Spinal cord tumours

Your spinal cord is a soft, ribbon-like bundle of nerves that runs from the base of your brain down through the bones of your spine (the vertebrae). It carries the signals that let you move, feel and control your bladder and bowel. A spinal cord tumour is an abnormal growth of cells inside or around this cord and the column of bone that protects it.

Doctors describe these growths in two important ways. First, by whether they are benign or malignant. Benign means non-cancerous: the growth does not spread to other parts of the body, though it can still cause problems by pressing on the cord. Malignant means cancerous: the cells can grow into nearby tissue and, in some cases, spread elsewhere.

Second, doctors describe a tumour by where it sits. According to the Cleveland Clinic, growths outside the spinal cord's covering, often in the bones of the spine, make up roughly 55% of cases; growths inside the covering but outside the cord itself make up about 40%; and growths inside the cord tissue are the least common, at around 5%. Most spinal tumours overall are not growths that started in the spine at all, but cancer that has travelled there from elsewhere in the body (covered below).

It helps to keep perspective. Primary spinal cord tumours, ones that begin in the spine or cord, are uncommon. Cancer Research UK notes they account for only about 3 in every 100 brain and spinal tumours. Knowing what you are dealing with is the first step toward calm, clear decisions.

Spinal cord tumours are usually grouped by their location, because location strongly affects symptoms and treatment. The three main groups are:

• Extradural (or epidural) tumours sit outside the dura, the tough membrane that wraps the cord. They most often involve the bones of the spine. This is the group most commonly linked to cancer that has spread from elsewhere.
• Intradural-extramedullary tumours sit inside the dura but outside the cord itself. Common examples include meningiomas (growths of the cord's covering), schwannomas and neurofibromas (growths arising from the nerve sheaths). These are very often benign.
• Intramedullary tumours grow within the cord tissue itself. The two most common are ependymomas (from the cells lining the cord's fluid channels) and astrocytomas (from supporting cells called glia). A less common type, haemangioblastoma, arises from blood-vessel cells.

Tumours are also given a grade, a measure of how the cells look under the microscope and how quickly they tend to grow. Low-grade means slow-growing; high-grade means faster-growing. As Cancer Research UK explains, grade is one of several factors that shape treatment and outlook.

A separate, very important category is metastatic (secondary) spinal tumours, cancer cells that have spread to the spine from a cancer that began somewhere else, such as the breast, lung, prostate, kidney or thyroid. These are the most common spinal tumours in adults and are managed somewhat differently from primary tumours.

For most people, the honest answer is that the exact cause of a primary spinal cord tumour is not known. Tumours form when cells acquire errors in the genes that control how they grow and divide, but why this happens in a particular person is usually unclear.
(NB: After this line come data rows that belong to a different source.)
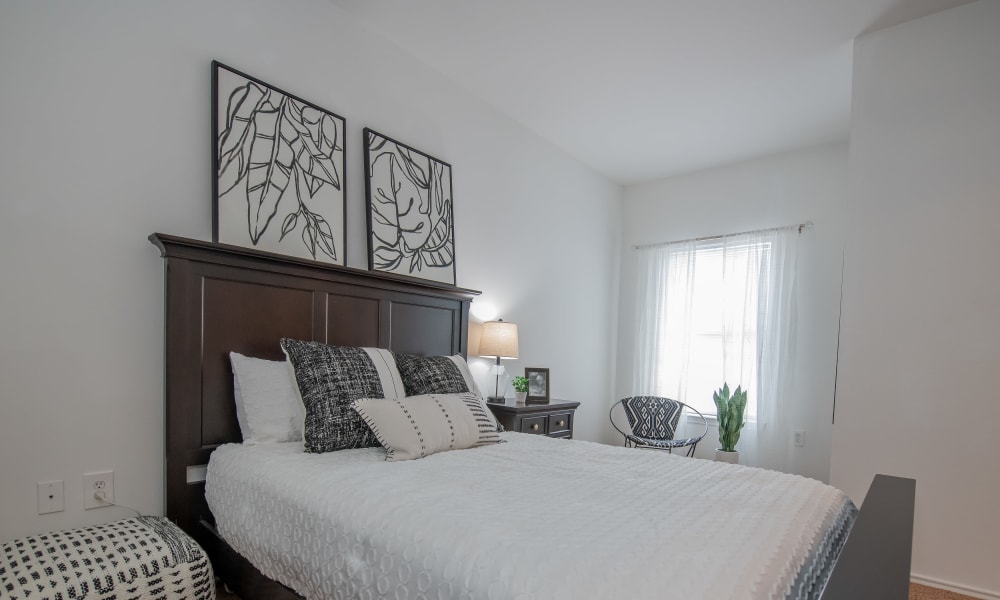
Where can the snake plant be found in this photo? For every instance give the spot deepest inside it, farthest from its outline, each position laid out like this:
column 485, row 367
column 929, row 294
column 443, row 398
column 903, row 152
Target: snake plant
column 730, row 416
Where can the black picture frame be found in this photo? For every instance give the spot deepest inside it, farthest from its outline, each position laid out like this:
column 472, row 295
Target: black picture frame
column 410, row 210
column 279, row 170
column 538, row 384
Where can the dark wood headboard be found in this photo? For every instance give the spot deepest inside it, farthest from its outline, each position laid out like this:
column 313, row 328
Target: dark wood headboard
column 222, row 298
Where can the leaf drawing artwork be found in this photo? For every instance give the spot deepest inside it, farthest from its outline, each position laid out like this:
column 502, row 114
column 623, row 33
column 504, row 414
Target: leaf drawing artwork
column 410, row 219
column 279, row 170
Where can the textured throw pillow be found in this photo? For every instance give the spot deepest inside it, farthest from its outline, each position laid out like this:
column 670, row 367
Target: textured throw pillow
column 431, row 375
column 268, row 406
column 419, row 426
column 329, row 379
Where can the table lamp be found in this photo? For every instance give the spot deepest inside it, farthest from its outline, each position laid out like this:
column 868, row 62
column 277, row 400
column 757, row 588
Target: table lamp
column 499, row 339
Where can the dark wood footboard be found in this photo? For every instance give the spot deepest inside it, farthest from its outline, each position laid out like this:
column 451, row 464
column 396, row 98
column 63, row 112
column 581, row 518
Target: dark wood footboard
column 875, row 562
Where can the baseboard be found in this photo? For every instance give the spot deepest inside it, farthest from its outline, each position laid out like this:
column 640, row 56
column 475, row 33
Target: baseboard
column 954, row 587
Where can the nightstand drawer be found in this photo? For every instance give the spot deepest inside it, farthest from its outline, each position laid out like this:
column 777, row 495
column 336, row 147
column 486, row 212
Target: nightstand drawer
column 559, row 423
column 554, row 419
column 533, row 425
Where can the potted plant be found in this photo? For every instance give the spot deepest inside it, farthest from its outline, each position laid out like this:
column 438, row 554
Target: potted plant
column 731, row 420
column 521, row 388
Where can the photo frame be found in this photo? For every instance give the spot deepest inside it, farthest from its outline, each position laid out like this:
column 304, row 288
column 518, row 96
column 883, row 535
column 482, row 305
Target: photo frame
column 538, row 384
column 279, row 169
column 410, row 210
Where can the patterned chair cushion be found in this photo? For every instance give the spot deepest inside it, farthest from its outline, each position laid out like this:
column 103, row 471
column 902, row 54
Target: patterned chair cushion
column 652, row 417
column 145, row 558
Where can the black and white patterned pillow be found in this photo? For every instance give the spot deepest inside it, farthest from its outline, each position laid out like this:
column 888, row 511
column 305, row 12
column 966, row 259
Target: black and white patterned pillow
column 430, row 375
column 330, row 378
column 439, row 375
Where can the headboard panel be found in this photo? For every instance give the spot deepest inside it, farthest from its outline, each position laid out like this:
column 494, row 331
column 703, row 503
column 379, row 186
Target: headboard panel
column 222, row 298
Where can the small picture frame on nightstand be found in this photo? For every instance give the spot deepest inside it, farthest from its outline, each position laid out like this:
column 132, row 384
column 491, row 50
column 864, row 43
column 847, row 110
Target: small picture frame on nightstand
column 538, row 385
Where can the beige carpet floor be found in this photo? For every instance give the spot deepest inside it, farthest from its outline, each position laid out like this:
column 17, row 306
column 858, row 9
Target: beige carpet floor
column 917, row 592
column 922, row 592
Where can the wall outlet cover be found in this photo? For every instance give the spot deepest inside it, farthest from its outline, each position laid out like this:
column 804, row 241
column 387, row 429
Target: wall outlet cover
column 98, row 489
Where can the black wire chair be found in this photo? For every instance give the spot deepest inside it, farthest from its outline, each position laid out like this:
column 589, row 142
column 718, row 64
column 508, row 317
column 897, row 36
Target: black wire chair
column 653, row 423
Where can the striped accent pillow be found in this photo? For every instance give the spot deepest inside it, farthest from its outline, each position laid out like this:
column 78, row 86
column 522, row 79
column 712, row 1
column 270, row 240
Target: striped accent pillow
column 418, row 426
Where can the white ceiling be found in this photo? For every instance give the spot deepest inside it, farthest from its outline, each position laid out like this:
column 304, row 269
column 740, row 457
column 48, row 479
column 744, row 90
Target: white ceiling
column 644, row 89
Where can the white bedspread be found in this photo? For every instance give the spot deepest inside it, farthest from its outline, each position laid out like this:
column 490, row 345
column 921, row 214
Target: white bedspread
column 531, row 518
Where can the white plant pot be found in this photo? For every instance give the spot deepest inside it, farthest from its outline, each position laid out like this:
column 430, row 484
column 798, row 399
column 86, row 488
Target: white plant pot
column 729, row 457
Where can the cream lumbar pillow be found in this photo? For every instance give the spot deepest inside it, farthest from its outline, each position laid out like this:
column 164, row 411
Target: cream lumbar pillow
column 418, row 426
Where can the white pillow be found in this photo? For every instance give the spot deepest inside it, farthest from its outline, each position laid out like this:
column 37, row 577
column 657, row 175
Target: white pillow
column 268, row 405
column 418, row 426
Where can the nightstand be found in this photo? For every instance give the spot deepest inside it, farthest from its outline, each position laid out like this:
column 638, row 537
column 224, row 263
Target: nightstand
column 554, row 419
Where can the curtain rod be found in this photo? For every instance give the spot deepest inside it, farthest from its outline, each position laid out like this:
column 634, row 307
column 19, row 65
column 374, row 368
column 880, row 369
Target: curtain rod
column 800, row 226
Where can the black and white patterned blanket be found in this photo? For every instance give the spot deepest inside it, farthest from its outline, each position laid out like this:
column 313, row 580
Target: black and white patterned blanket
column 145, row 558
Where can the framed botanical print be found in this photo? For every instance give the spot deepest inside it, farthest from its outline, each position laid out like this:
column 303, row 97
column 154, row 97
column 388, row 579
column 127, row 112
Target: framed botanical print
column 410, row 211
column 278, row 163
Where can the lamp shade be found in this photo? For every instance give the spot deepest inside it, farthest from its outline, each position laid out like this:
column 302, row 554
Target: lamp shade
column 499, row 339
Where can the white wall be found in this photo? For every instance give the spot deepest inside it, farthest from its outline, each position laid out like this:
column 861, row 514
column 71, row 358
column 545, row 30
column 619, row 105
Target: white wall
column 917, row 389
column 105, row 139
column 767, row 192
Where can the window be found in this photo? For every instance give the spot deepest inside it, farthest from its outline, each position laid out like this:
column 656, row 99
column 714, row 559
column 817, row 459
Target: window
column 709, row 332
column 712, row 312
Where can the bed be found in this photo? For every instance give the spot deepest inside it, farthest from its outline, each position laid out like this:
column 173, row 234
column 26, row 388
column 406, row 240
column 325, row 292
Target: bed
column 221, row 298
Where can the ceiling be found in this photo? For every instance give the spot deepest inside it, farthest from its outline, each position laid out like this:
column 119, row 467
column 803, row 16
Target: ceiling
column 644, row 89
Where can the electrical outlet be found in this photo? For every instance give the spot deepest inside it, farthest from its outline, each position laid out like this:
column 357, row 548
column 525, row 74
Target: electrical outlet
column 800, row 439
column 50, row 497
column 98, row 489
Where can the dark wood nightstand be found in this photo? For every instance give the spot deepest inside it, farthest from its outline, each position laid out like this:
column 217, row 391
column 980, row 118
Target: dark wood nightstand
column 554, row 419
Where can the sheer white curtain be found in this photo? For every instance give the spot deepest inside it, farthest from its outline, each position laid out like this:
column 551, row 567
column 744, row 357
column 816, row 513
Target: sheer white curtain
column 721, row 310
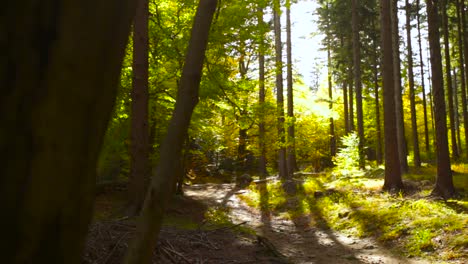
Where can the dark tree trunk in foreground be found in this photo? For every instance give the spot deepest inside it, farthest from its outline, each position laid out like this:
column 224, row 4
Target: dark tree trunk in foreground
column 261, row 97
column 330, row 89
column 414, row 124
column 351, row 98
column 448, row 77
column 291, row 159
column 378, row 130
column 464, row 27
column 398, row 88
column 282, row 167
column 463, row 76
column 392, row 164
column 330, row 105
column 426, row 130
column 150, row 219
column 444, row 183
column 140, row 144
column 345, row 99
column 357, row 80
column 58, row 78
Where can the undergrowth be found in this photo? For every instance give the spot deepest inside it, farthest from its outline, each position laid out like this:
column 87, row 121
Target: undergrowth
column 414, row 224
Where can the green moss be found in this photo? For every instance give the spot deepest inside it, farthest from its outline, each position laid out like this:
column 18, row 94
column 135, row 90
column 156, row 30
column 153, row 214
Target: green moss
column 356, row 205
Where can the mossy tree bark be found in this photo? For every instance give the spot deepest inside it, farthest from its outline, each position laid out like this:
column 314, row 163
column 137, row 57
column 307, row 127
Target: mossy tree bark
column 357, row 80
column 401, row 140
column 150, row 219
column 444, row 182
column 414, row 124
column 282, row 165
column 140, row 169
column 59, row 69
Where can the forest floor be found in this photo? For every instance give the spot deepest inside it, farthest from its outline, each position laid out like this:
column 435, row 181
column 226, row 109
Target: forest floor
column 294, row 240
column 216, row 223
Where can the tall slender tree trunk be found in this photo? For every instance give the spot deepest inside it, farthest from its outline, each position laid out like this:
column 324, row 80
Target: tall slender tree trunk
column 431, row 94
column 330, row 105
column 150, row 220
column 462, row 56
column 448, row 77
column 330, row 88
column 357, row 79
column 345, row 106
column 444, row 182
column 376, row 100
column 414, row 124
column 345, row 98
column 140, row 166
column 401, row 142
column 261, row 97
column 426, row 130
column 456, row 109
column 392, row 162
column 291, row 150
column 465, row 51
column 351, row 98
column 58, row 79
column 282, row 165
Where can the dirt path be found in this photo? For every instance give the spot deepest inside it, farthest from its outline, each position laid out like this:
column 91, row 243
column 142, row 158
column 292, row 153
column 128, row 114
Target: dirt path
column 295, row 239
Importantly, nothing you did caused it.

A small number of people have an inherited condition that raises the risk. Mayo Clinic and the Cleveland Clinic list the main ones:

• Neurofibromatosis type 1 (NF1) and type 2 (NF2) — inherited conditions that predispose to growths on nerves and nerve coverings.
• Von Hippel-Lindau disease (VHL) — an inherited condition linked to blood-vessel tumours (haemangioblastomas) in the spinal cord, brain and retina, among other growths.

People with a weakened immune system have a higher chance of a rare spinal lymphoma. For metastatic spinal tumours, the risk factor is simply having a cancer elsewhere in the body that can spread to bone, most commonly breast, lung, prostate, kidney, thyroid, gastrointestinal cancers and multiple myeloma.

It is worth saying clearly: the great majority of people with a spinal tumour have no identifiable risk factor at all. Having one of these conditions does not mean a tumour is certain, and not having them does not make you immune. If a hereditary syndrome runs in your family, your doctor can advise whether monitoring makes sense.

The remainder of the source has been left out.